O cenário seria melhor com Lula de volta ao Palácio do Planalto? A resposta é imprecisa. A era petista no Poder Executivo foi positiva para a TV do clã Marinho em termos financeiros. Ao longo dos dois mandatos de Lula (janeiro de 2003 a dezembro de 2010) e no período de Dilma Rousseff como presidente (janeiro de 2011 a agosto de 2016), a Globo recebeu R$ 7,8 bilhões de propaganda do governo, média de R$ 561 milhões por ano.
O retorno de Lula ao poder poderia, em tese, significar mais verba governamental para a emissora do que Bolsonaro direcionaria. Contudo, o petista é defensor de um projeto repudiado pela cúpula da Globo: a regulação econômica da mídia. A tal Lei da Mídia Democrática daria ao governo federal o poder, por exemplo, de ter direito de resposta em telejornais sem a necessidade de conseguir ordem da Justiça.
O ponto mais sensível à Globo seria a proibição de propriedade cruzada de meios de comunicação a fim de evitar “o domínio midiático por alguns poucos grupos econômicos”, conforme diz a resolução do PT sobre o tema. Maior conglomerado de mídia do Brasil, com veículos em todos os segmentos (jornais, revistas, rádios, TVs, portais de notícias, plataformas de streaming), o Grupo Globo poderia ser obrigado a se desfazer de algumas empresas para evitar acúmulo de poder econômico e influência.
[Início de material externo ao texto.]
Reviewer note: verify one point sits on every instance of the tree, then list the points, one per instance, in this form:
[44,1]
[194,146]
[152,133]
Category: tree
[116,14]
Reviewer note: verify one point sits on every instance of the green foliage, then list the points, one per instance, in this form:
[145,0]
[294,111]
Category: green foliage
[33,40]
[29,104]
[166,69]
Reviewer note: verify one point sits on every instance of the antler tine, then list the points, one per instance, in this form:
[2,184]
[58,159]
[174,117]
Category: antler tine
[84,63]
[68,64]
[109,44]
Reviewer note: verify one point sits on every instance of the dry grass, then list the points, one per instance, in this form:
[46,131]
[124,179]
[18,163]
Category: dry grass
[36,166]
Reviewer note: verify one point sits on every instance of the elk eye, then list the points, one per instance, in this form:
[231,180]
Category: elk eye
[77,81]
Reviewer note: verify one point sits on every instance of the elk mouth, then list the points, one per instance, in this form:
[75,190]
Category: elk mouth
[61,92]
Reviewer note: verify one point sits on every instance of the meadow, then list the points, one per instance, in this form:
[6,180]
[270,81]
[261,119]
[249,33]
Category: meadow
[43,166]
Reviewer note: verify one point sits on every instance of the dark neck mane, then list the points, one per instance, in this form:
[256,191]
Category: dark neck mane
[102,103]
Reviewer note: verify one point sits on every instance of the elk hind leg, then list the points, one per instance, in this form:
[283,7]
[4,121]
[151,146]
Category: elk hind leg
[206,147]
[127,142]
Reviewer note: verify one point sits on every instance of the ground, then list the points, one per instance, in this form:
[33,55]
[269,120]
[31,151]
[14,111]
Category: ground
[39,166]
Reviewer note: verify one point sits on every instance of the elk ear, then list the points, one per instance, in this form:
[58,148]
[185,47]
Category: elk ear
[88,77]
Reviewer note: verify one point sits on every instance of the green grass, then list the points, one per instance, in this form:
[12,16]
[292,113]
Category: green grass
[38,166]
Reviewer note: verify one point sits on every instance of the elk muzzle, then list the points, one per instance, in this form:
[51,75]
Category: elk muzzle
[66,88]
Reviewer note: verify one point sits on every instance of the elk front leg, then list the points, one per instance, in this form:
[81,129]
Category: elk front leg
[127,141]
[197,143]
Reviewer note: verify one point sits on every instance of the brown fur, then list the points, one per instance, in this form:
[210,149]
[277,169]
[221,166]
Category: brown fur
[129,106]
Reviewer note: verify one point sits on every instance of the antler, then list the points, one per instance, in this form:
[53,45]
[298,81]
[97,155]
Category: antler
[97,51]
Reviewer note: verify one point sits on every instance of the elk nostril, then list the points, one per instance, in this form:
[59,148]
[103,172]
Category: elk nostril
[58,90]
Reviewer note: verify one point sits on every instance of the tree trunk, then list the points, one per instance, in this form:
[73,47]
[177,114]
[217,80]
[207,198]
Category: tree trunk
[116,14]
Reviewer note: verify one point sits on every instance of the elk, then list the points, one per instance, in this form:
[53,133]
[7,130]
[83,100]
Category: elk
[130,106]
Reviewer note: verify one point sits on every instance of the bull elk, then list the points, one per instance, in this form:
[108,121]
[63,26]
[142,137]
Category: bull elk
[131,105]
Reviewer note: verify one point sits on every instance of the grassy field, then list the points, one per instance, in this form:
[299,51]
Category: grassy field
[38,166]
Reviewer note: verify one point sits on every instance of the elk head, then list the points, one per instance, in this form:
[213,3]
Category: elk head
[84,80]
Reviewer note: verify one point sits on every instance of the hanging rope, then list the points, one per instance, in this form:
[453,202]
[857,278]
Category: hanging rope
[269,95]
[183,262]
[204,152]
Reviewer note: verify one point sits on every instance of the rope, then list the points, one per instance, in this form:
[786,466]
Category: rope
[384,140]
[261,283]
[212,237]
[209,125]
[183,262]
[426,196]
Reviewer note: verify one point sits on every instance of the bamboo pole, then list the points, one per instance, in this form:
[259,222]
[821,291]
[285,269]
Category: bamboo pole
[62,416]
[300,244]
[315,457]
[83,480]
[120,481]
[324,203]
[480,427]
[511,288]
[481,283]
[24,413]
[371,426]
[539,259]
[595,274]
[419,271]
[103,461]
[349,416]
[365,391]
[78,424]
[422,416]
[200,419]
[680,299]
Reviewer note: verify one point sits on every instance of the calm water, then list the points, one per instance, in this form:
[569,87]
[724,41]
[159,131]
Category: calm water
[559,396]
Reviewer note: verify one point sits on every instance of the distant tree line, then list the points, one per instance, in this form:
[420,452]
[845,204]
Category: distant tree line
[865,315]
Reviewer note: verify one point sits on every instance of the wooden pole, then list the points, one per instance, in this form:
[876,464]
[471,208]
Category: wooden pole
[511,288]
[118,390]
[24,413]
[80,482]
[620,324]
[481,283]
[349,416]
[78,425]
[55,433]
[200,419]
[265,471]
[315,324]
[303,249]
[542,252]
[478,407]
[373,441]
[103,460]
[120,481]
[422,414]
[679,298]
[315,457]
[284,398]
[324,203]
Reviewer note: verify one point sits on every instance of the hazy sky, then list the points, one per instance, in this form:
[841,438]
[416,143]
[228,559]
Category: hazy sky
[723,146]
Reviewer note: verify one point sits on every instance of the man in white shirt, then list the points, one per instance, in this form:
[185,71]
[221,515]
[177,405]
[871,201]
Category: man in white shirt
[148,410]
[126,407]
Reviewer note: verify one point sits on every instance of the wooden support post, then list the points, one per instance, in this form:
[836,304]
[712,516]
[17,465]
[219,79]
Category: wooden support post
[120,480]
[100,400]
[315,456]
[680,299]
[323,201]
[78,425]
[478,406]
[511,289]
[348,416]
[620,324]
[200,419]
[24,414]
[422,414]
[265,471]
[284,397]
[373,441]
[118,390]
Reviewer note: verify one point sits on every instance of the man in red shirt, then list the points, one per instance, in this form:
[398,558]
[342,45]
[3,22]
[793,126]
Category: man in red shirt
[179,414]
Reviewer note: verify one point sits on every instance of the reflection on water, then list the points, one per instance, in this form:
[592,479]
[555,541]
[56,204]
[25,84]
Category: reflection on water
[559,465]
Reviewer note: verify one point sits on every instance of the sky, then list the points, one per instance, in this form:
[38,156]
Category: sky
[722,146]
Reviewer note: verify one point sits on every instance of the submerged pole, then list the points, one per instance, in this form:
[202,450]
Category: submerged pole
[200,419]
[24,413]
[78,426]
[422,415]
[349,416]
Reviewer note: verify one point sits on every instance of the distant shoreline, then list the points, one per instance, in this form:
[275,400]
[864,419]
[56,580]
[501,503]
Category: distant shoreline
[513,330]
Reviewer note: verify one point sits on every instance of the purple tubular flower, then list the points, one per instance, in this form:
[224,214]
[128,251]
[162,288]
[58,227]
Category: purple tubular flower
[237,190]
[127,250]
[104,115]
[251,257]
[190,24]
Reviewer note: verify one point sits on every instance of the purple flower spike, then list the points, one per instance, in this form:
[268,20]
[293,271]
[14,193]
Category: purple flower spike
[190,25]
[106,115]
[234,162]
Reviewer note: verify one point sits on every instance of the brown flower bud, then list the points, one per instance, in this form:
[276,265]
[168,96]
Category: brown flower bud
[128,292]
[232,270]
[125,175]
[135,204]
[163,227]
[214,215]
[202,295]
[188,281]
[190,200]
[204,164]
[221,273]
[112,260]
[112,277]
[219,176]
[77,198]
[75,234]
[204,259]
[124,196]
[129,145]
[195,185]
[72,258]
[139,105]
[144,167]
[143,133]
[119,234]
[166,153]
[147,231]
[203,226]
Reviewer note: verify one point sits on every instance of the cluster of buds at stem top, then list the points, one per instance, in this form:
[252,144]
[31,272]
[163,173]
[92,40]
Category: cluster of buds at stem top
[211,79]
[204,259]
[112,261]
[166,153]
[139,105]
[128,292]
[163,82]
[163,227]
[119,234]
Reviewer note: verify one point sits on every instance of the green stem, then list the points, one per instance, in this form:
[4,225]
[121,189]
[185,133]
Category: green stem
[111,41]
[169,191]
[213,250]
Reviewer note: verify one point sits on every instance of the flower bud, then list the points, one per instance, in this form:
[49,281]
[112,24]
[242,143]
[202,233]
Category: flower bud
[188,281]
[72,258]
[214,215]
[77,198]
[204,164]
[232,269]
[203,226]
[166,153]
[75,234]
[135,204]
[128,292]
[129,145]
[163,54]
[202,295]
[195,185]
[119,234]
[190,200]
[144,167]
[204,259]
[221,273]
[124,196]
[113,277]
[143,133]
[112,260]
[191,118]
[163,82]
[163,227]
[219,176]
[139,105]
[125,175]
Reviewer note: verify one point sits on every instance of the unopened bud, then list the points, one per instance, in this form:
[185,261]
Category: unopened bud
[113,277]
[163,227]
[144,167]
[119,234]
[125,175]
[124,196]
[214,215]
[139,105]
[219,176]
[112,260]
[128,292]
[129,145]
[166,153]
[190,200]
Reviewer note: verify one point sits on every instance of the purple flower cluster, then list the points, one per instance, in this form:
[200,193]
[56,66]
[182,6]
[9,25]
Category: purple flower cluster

Paradoxalmente, Jair Bolsonaro, que tanto reclama da Globo e da imprensa em geral, declarou algumas vezes ser contra o projeto que é uma bandeira histórica dos petistas. “Em meu governo, a chama da democracia será mantida sem qualquer regulamentação da mídia, aí incluída as sociais”, postou no Twitter em 2019.
Conclui-se que a eventual vitória de Bolsonaro ou Lula geraria prós e contras à repudiada Globo. Em resumo, provavelmente continuaria a ser duramente contestada pelo presidente, fosse qual fosse — e isso seria positivo. Se o canal incomoda igualmente aos principais campos do espectro político do País, prova fazer bom trabalho na difusão da informação, doa a quem doer. “Jornalismo é publicar aquilo que alguém não quer que se publique. Todo o resto é publicidade”, afirmou William Randolph Hearst (1863-1951).
O influente empresário norte-americano do ramo editorial inspirou a criação do personagem principal do clássico ‘Cidadão Kane’, o magnata da imprensa Charles Foster Kane, interpretado por Orson Welles, que também dirigiu o longa. Em vida e após a morte, o fundador da Globo, Roberto Marinho (1904-2003), foi inúmeras vezes comparado ao protagonista do filme em razão de seu colossal poder na mídia.